A beneficiária não precisa abrir conta específica para o recebimento do “Pix Pensão”, desde que a conta de destino seja de instituição financeira regulada pelo Banco Central do Brasil e esteja indicada no processo judicial. Ainda que em situações comuns o titular da conta possa cancelar um pix agendado, isso não é possível na situação de pagamento de pensão alimentícia.
Por se tratar de decisão judicial, o cancelamento ou alteração do pagamento só podem ser feitos mediante decisão judicial. O processo é operacionalizado eletronicamente por meio do sistema bancário, sob regulação do Banco Central do Brasil.
NOTÍCIAS QUENTES – Acesse o grupo do Isso É Notícia no WhatsApp e tenha notícias em tempo real (CLIQUE AQUI)
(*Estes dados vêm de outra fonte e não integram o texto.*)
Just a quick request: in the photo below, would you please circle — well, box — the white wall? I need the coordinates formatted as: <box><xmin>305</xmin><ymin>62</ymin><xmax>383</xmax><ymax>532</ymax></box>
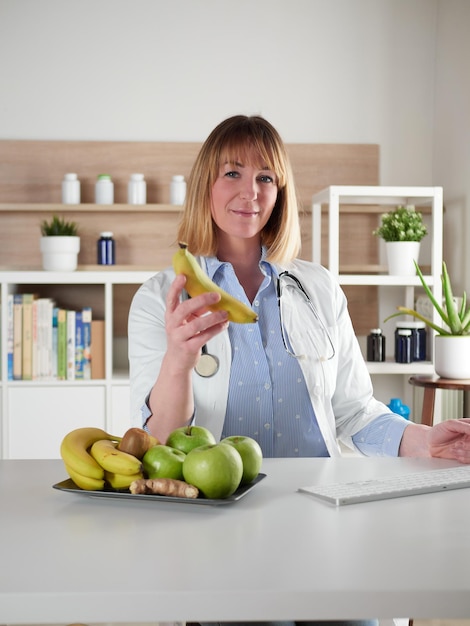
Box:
<box><xmin>0</xmin><ymin>0</ymin><xmax>437</xmax><ymax>185</ymax></box>
<box><xmin>0</xmin><ymin>0</ymin><xmax>470</xmax><ymax>282</ymax></box>
<box><xmin>433</xmin><ymin>0</ymin><xmax>470</xmax><ymax>294</ymax></box>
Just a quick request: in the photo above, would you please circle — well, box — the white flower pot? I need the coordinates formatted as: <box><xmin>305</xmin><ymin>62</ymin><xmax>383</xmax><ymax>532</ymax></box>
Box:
<box><xmin>434</xmin><ymin>335</ymin><xmax>470</xmax><ymax>380</ymax></box>
<box><xmin>385</xmin><ymin>241</ymin><xmax>421</xmax><ymax>276</ymax></box>
<box><xmin>39</xmin><ymin>236</ymin><xmax>80</xmax><ymax>272</ymax></box>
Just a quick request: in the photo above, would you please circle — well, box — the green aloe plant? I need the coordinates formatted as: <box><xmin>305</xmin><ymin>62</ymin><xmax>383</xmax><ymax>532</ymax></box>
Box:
<box><xmin>384</xmin><ymin>261</ymin><xmax>470</xmax><ymax>336</ymax></box>
<box><xmin>41</xmin><ymin>215</ymin><xmax>78</xmax><ymax>237</ymax></box>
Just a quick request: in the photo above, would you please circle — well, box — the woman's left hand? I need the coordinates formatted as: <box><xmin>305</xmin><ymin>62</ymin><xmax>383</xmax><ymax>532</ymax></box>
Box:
<box><xmin>427</xmin><ymin>418</ymin><xmax>470</xmax><ymax>463</ymax></box>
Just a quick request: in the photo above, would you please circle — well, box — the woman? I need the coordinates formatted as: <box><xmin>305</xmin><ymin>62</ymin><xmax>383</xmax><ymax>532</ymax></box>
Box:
<box><xmin>129</xmin><ymin>115</ymin><xmax>470</xmax><ymax>463</ymax></box>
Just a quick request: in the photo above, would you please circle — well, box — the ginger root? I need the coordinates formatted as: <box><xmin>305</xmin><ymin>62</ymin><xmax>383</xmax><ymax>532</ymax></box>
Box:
<box><xmin>129</xmin><ymin>478</ymin><xmax>199</xmax><ymax>498</ymax></box>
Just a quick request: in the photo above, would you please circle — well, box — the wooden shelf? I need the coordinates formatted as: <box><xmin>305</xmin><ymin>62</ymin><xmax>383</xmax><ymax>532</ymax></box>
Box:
<box><xmin>0</xmin><ymin>202</ymin><xmax>183</xmax><ymax>213</ymax></box>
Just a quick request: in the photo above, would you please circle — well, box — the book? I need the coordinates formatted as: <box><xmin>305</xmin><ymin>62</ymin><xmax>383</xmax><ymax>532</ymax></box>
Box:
<box><xmin>51</xmin><ymin>306</ymin><xmax>59</xmax><ymax>380</ymax></box>
<box><xmin>75</xmin><ymin>311</ymin><xmax>83</xmax><ymax>380</ymax></box>
<box><xmin>41</xmin><ymin>298</ymin><xmax>54</xmax><ymax>380</ymax></box>
<box><xmin>67</xmin><ymin>311</ymin><xmax>76</xmax><ymax>380</ymax></box>
<box><xmin>21</xmin><ymin>293</ymin><xmax>33</xmax><ymax>380</ymax></box>
<box><xmin>7</xmin><ymin>293</ymin><xmax>13</xmax><ymax>380</ymax></box>
<box><xmin>91</xmin><ymin>320</ymin><xmax>105</xmax><ymax>379</ymax></box>
<box><xmin>31</xmin><ymin>298</ymin><xmax>39</xmax><ymax>380</ymax></box>
<box><xmin>82</xmin><ymin>306</ymin><xmax>93</xmax><ymax>380</ymax></box>
<box><xmin>13</xmin><ymin>293</ymin><xmax>23</xmax><ymax>380</ymax></box>
<box><xmin>57</xmin><ymin>308</ymin><xmax>67</xmax><ymax>380</ymax></box>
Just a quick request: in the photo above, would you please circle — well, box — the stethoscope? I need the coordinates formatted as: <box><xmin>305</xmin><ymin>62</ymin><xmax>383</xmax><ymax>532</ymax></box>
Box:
<box><xmin>194</xmin><ymin>343</ymin><xmax>219</xmax><ymax>378</ymax></box>
<box><xmin>194</xmin><ymin>271</ymin><xmax>336</xmax><ymax>378</ymax></box>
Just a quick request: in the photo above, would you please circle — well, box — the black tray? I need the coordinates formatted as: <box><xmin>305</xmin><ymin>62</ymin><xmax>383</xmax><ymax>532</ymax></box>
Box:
<box><xmin>52</xmin><ymin>474</ymin><xmax>266</xmax><ymax>506</ymax></box>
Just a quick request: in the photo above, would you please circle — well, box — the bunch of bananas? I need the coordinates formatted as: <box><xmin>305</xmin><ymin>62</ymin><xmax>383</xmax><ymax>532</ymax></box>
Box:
<box><xmin>60</xmin><ymin>427</ymin><xmax>158</xmax><ymax>491</ymax></box>
<box><xmin>173</xmin><ymin>242</ymin><xmax>258</xmax><ymax>324</ymax></box>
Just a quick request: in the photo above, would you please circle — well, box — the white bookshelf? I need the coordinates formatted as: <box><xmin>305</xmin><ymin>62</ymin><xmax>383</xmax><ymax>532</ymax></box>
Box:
<box><xmin>312</xmin><ymin>185</ymin><xmax>443</xmax><ymax>410</ymax></box>
<box><xmin>0</xmin><ymin>268</ymin><xmax>155</xmax><ymax>458</ymax></box>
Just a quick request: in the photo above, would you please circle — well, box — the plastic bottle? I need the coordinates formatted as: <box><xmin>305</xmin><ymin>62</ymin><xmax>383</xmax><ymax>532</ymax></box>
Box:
<box><xmin>95</xmin><ymin>174</ymin><xmax>114</xmax><ymax>204</ymax></box>
<box><xmin>387</xmin><ymin>398</ymin><xmax>410</xmax><ymax>419</ymax></box>
<box><xmin>127</xmin><ymin>174</ymin><xmax>147</xmax><ymax>204</ymax></box>
<box><xmin>367</xmin><ymin>328</ymin><xmax>385</xmax><ymax>361</ymax></box>
<box><xmin>62</xmin><ymin>172</ymin><xmax>80</xmax><ymax>204</ymax></box>
<box><xmin>395</xmin><ymin>328</ymin><xmax>411</xmax><ymax>363</ymax></box>
<box><xmin>97</xmin><ymin>230</ymin><xmax>116</xmax><ymax>265</ymax></box>
<box><xmin>170</xmin><ymin>174</ymin><xmax>186</xmax><ymax>205</ymax></box>
<box><xmin>396</xmin><ymin>321</ymin><xmax>427</xmax><ymax>361</ymax></box>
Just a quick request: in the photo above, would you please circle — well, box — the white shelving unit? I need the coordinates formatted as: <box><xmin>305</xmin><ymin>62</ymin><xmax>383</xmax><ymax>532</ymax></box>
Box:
<box><xmin>312</xmin><ymin>185</ymin><xmax>443</xmax><ymax>408</ymax></box>
<box><xmin>0</xmin><ymin>186</ymin><xmax>442</xmax><ymax>458</ymax></box>
<box><xmin>0</xmin><ymin>269</ymin><xmax>155</xmax><ymax>458</ymax></box>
QUEM TEM DIREITO AO PAGAMENTO AUTOMÁTICO DE PENSÃO ALIMENTÍCIA?
De acordo com as novas regras, têm direito de requerer, a qualquer momento do cumprimento da sentença, beneficiárias de pensão alimentícia fixada por decisão judicial, ou acordo homologado na Justiça, mães ou responsáveis legais que detenham a guarda de crianças e adolescentes beneficiários de alimento, ou, ainda, pessoas que já possuam um título executivo judicial estabelecendo a obrigação alimentar.
O acesso ao serviço ocorre por meio do processo judicial em que a pensão foi definida. É necessário que a beneficiária, por meio de advogada, Defensoria Pública ou Ministério Público, solicite ao juiz da causa a aplicação da cobrança via transferência automática. Além disso, devem ser informados nos autos os dados bancários (agência, conta e chave Pix cadastrada) tanto de quem recebe quanto de quem deve pagar. A partir disso, o juiz expedirá a ordem eletrônica para que o sistema bancário realize o agendamento do débito recorrente, na data estabelecida para o pagamento.
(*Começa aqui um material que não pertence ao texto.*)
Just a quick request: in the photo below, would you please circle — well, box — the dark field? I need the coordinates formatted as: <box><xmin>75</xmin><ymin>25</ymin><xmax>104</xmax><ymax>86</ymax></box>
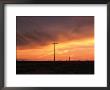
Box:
<box><xmin>16</xmin><ymin>61</ymin><xmax>94</xmax><ymax>74</ymax></box>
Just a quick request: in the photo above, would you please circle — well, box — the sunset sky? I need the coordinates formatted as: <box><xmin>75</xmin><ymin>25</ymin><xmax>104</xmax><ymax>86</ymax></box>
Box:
<box><xmin>16</xmin><ymin>16</ymin><xmax>94</xmax><ymax>61</ymax></box>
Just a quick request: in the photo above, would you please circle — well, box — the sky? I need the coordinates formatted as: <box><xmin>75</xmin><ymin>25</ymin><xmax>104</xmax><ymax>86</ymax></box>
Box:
<box><xmin>16</xmin><ymin>16</ymin><xmax>94</xmax><ymax>61</ymax></box>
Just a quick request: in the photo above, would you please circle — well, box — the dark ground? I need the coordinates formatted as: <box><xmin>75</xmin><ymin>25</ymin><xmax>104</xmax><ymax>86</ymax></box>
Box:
<box><xmin>16</xmin><ymin>61</ymin><xmax>94</xmax><ymax>74</ymax></box>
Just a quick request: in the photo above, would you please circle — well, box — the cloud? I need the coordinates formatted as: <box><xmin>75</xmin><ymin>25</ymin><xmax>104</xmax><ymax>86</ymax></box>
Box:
<box><xmin>16</xmin><ymin>16</ymin><xmax>94</xmax><ymax>48</ymax></box>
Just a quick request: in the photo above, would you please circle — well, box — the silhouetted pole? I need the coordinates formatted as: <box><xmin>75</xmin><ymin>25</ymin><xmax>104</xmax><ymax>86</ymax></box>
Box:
<box><xmin>69</xmin><ymin>56</ymin><xmax>70</xmax><ymax>61</ymax></box>
<box><xmin>53</xmin><ymin>43</ymin><xmax>58</xmax><ymax>61</ymax></box>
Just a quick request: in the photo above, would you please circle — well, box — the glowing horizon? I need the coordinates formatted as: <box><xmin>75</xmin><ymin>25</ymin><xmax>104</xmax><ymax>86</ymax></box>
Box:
<box><xmin>16</xmin><ymin>16</ymin><xmax>94</xmax><ymax>61</ymax></box>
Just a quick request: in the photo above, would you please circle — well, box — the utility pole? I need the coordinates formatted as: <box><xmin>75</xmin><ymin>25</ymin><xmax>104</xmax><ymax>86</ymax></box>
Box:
<box><xmin>69</xmin><ymin>56</ymin><xmax>70</xmax><ymax>61</ymax></box>
<box><xmin>52</xmin><ymin>42</ymin><xmax>58</xmax><ymax>61</ymax></box>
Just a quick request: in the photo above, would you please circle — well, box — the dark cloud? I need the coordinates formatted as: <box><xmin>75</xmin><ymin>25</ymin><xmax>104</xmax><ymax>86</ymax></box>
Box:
<box><xmin>16</xmin><ymin>16</ymin><xmax>94</xmax><ymax>47</ymax></box>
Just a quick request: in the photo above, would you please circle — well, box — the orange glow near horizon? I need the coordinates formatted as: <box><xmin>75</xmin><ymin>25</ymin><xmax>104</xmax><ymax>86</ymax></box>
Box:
<box><xmin>16</xmin><ymin>38</ymin><xmax>94</xmax><ymax>61</ymax></box>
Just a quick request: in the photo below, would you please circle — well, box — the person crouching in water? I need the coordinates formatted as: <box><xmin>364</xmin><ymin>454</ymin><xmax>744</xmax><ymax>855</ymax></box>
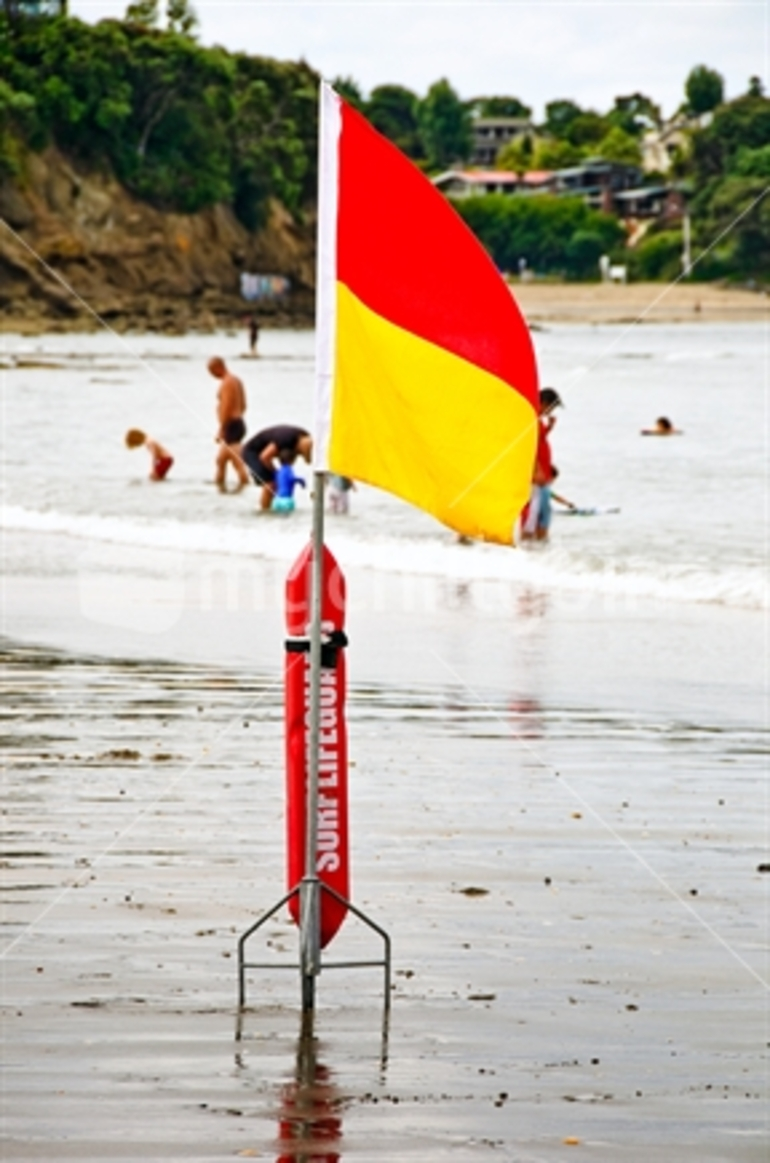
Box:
<box><xmin>270</xmin><ymin>452</ymin><xmax>305</xmax><ymax>513</ymax></box>
<box><xmin>126</xmin><ymin>428</ymin><xmax>173</xmax><ymax>480</ymax></box>
<box><xmin>328</xmin><ymin>472</ymin><xmax>356</xmax><ymax>514</ymax></box>
<box><xmin>521</xmin><ymin>387</ymin><xmax>562</xmax><ymax>541</ymax></box>
<box><xmin>241</xmin><ymin>424</ymin><xmax>313</xmax><ymax>511</ymax></box>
SE O DEVEDOR NÃO TIVER SALDO?
A legislação prevê mecanismos de garantia para o cumprimento da obrigação. De acordo com a Lei, caso a conta informada não possua saldo suficiente no dia do vencimento, o sistema bancário aplicará a indisponibilidade de ativos financeiros do devedor, em outras contas ou aplicações limitadas ao valor exato da parcela devida. Assim que houver saldo disponível nas contas do devedor, a quantia devida é retida e transferida para a beneficiária. O não pagamento continuará sujeito às sanções previstas na lei, como protesto em cartório, inscrição em cadastros de inadimplentes e prisão civil do devedor.
ONDE BUSCAR AUXÍLIO JURÍDICO GRATUITO
A Defensoria Pública dos estados e do Distrito Federal, ou os Núcleos de Prática Jurídica de faculdades de Direito, possuem atendimento voltado a pessoas em situação de vulnerabilidade econômica, mas esse não é o único critério. Há outras formas de acessar esse serviço gratuito. Para saber se você se enquadra nos critérios de defesa gratuita, procure a Defensoria Pública do seu estado ou Distrito Federal.